In Staub, a case arising under USERRA (the federal law that protects members of the armed forces from discrimination in employment based on their military service), a supervisor fabricated a disciplinary action, based on the supervisor’s animosity toward the military obligations of the employee, who was a member of the U.S. Army Reserve. The employee’s file was later reviewed by an HR manager, who made the decision to terminate the employee without researching the underlying merits of the disciplinary action. The employee, Straub, filed a grievance about the dismissal, claiming that his boss had fabricated the disciplinary action because he was angry that Straub’s military reservist obligations interfered with scheduling in the department. The HR manager, however, failed to investigate that allegation, and refused to reconsider the termination of employment. A jury found in favor of Straub, but the case was reversed on appeal due to the lack of any intentional discrimination by the HR manager who made the firing decision. Straub then appealed to the Supreme Court, and won.

The Supreme Court held that the HR manager’s lack of intent to discriminate – and lack of knowledge that the underlying disciplinary action was contrived – did not insulate the company from liability for wrongful termination in violation of USERRA.

The decision is Straub is not limited to USERRA cases. Rather, the “cat’s paw” approach it articulates has been used uniformly by federal courts in all types of employment discrimination cases.

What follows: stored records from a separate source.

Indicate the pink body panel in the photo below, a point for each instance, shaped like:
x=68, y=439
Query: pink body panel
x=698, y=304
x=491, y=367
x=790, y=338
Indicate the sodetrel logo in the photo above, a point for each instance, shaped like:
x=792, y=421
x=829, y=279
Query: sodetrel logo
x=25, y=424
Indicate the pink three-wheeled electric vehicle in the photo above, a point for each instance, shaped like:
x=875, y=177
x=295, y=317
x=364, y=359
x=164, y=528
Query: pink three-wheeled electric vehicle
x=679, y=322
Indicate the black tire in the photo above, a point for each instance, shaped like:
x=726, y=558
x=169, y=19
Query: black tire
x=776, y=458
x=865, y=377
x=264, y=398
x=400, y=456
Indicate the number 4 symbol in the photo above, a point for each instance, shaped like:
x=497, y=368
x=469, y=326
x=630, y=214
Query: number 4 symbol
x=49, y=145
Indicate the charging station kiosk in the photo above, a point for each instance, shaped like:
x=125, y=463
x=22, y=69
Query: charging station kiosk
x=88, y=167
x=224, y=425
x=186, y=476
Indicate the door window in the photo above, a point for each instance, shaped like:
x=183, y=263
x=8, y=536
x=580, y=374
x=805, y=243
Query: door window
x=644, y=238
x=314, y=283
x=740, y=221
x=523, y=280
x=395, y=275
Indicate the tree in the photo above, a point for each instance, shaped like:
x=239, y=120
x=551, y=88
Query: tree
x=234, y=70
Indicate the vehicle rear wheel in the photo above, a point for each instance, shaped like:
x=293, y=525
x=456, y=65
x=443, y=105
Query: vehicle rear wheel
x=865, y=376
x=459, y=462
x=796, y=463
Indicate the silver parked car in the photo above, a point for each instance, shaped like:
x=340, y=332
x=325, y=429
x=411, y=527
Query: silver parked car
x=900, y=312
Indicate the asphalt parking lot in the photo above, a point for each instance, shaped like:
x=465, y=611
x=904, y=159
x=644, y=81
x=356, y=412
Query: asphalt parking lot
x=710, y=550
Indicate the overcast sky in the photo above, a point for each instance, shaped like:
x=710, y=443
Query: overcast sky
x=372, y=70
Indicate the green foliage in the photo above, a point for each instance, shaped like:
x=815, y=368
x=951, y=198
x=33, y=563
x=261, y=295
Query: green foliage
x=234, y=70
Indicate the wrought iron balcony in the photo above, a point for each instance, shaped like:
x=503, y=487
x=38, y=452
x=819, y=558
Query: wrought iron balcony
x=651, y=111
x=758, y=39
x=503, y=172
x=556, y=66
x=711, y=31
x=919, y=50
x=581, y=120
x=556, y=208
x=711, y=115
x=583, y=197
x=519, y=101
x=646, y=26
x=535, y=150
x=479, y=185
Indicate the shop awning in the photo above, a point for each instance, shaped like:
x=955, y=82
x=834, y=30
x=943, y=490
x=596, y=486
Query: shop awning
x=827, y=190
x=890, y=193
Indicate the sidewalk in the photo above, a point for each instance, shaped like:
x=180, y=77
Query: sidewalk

The best approach for an employer is not to make a hasty termination decision. If you are the decision maker and you don’t have personal knowledge of the alleged misconduct by the employee, you should investigate the facts before making the decision to terminate. Make sure your disciplinary forms provide a space for employee comments on any write-up, and that there is an internal reporting procedure for employees to follow if they believe they are the victims of discrimination.